Protagonist Therapeutics Inc. (PTGX) has grabbed fresh attention after being listed among billionaire Tom Steyer’s top stock picks, and investors are weighing a recent FDA approval, a juicy partnership with a major pharmaceutical company, and a steadily growing stake held by a prominent hedge fund. Farallon Capital has quietly built its position since 2017, and the company’s two lead programs—an oral peptide for plaque psoriasis and an injectable hepcidin mimetic for a rare blood disorder—are now driving both upside hopes and the usual biotech uncertainties. This piece lays out who owns what, what the drugs do, how the commercial plan works, and the key milestones that could move the stock moving forward.
Farallon Capital first showed up in PTGX’s 13F filings in late 2017 with roughly 900,000 shares, and over successive quarters the fund increased that exposure until filings for the fourth quarter of 2025 reported about 6.1 million shares. That kind of long-term accumulation signals conviction from a large, sophisticated investor and puts Protagonist on the radar of other institutional managers. The company itself is a U.S.-based discovery and development firm focused on peptide therapeutics that aim to replace or rival established biologic treatments.
The headline asset is Icotyde, described as a first-in-class investigational targeted oral peptide developed for adults and pediatric patients 12 years and older with moderate-to-severe plaque psoriasis, and it recently cleared FDA approval and moved into commercial launch. What sets Icotyde apart is that it’s a once-daily oral IL-23R peptide, combining the simplicity of a pill with efficacy levels investors hope will challenge injectable biologics. That oral convenience is the core narrative hedge funds and analysts are using when they talk about Icotyde’s disruptive potential in a market dominated by injections.

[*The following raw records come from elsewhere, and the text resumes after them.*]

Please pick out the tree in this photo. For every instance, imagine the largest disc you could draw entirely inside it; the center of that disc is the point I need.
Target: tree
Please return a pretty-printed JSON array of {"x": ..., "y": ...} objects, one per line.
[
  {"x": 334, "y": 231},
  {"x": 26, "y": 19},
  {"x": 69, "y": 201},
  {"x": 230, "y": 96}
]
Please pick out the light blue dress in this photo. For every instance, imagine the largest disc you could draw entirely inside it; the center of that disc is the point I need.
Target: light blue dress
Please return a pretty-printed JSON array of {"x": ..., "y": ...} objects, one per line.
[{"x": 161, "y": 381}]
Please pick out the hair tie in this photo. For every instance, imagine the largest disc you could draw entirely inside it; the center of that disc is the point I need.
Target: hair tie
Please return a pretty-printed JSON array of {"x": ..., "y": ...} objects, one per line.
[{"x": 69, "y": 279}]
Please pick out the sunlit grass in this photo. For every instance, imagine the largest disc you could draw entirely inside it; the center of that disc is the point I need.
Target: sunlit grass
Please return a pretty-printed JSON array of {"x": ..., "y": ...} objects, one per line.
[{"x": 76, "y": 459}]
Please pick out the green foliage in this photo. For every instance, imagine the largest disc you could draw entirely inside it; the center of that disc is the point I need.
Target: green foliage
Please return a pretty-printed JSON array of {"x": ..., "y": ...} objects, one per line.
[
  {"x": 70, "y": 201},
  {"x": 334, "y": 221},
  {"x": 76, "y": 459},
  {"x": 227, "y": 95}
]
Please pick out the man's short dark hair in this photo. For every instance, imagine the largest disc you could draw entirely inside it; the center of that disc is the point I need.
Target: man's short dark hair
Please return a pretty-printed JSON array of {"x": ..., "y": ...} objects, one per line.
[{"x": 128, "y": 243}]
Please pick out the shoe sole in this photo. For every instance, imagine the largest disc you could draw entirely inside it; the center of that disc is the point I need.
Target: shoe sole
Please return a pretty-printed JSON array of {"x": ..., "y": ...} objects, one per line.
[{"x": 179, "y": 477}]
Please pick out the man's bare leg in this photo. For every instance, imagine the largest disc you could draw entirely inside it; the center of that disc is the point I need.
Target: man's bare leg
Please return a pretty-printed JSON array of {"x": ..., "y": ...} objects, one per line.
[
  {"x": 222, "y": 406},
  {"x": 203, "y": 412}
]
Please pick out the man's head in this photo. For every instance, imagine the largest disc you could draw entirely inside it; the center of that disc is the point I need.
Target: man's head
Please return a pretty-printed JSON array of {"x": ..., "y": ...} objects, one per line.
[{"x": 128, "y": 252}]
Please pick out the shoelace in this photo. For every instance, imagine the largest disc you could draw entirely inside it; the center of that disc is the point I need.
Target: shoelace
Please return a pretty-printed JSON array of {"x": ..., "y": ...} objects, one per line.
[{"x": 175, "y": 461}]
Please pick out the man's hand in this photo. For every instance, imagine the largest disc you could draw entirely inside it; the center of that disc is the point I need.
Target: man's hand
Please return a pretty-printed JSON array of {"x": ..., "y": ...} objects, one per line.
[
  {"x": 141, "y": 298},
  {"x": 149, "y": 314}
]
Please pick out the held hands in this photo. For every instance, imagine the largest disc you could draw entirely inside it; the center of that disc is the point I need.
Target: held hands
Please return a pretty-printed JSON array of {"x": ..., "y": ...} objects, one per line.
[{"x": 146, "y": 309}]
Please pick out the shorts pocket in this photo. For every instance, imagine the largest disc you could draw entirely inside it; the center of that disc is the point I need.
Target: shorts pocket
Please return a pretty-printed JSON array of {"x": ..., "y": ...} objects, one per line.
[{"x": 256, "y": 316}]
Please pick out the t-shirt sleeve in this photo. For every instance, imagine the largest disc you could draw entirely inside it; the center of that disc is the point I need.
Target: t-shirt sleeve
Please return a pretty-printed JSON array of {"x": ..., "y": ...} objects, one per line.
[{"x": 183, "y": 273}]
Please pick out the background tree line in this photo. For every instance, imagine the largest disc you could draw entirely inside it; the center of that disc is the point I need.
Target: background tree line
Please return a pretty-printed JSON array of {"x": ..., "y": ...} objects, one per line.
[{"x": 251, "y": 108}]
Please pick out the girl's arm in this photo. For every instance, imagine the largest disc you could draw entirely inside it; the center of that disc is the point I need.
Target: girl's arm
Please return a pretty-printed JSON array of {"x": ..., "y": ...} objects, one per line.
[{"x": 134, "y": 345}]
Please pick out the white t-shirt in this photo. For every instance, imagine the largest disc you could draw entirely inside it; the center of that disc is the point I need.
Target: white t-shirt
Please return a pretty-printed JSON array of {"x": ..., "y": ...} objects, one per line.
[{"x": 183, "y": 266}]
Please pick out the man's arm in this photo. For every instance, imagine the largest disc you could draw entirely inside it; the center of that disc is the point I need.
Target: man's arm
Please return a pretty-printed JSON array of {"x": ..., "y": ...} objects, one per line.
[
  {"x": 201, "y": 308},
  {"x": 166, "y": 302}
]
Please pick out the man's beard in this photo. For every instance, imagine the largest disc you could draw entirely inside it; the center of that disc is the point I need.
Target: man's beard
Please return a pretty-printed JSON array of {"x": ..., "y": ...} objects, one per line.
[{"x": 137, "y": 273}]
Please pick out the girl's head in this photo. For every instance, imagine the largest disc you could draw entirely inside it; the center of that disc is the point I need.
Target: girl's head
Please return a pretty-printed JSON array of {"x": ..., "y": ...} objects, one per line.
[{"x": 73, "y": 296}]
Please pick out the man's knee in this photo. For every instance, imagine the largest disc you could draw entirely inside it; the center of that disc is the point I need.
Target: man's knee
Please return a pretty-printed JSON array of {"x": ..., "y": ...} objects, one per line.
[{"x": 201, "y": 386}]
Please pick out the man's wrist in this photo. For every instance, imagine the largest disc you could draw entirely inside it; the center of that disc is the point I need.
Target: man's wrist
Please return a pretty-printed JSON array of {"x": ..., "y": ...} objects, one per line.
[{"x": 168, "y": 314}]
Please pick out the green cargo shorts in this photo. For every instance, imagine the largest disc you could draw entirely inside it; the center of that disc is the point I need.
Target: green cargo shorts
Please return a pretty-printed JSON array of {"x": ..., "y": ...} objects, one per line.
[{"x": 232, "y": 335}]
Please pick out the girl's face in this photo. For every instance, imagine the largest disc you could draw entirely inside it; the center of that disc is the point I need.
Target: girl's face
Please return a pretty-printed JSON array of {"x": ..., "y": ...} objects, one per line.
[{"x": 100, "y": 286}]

Protagonist didn’t go it alone on Icotyde: the molecule was advanced in collaboration with a large pharmaceutical partner that will handle global marketing and sales, enabling Protagonist to focus on discovery and collect royalties. The commercial setup translated into a $50 million milestone payment following approval, and the company remains eligible to receive up to $580 million more tied to future regulatory and sales targets. For investors, that structure offers the appeal of high-margin royalty revenue without the burden of building and funding a worldwide sales force, although it also concentrates commercial execution risk in the partner.
On the hematology side, Rusfertide represents another promising program: it is a first-in-class injectable mimetic of the natural hormone hepcidin in Phase 3 development for polycythemia vera, a rare blood disorder characterized by excessive red blood cell production. If Phase 3 results confirm safety and durable control of hematocrit levels, Rusfertide could address an unmet need and open a pathway to meaningful market opportunity in a focused specialty indication. That dual-program pipeline gives Protagonist diversified clinical shots on goal, which many investors find appealing compared with single-asset microcaps.
Investor reaction has been a blend of enthusiasm and caution: hedge funds and notable managers view the oral psoriasis drug as a material threat to injectable biologics because it promises both convenience and targeted action, yet biotech stocks remain volatile and subject to execution risk. Tom Steyer’s favorable placement of PTGX on his list amplified interest among retail and institutional buyers, but the stock’s trajectory will hinge on real-world uptake, payer coverage, and how effectively the marketing partner communicates benefits to physicians and patients. Milestone payments help the balance sheet now, but recurring revenue and durable commercial traction are what ultimately determine valuation.
Upcoming catalysts to monitor include commercial launch metrics for Icotyde, any reported sales-based milestone achievements, and Rusfertide Phase 3 readouts, all of which could materially impact sentiment and the company’s revenue profile in the months ahead. Investors should weigh the upside tied to first-in-class differentiation and strong institutional backing against the usual biotech hazards of regulatory, reimbursement, and partner-execution risk. Disclosure: None.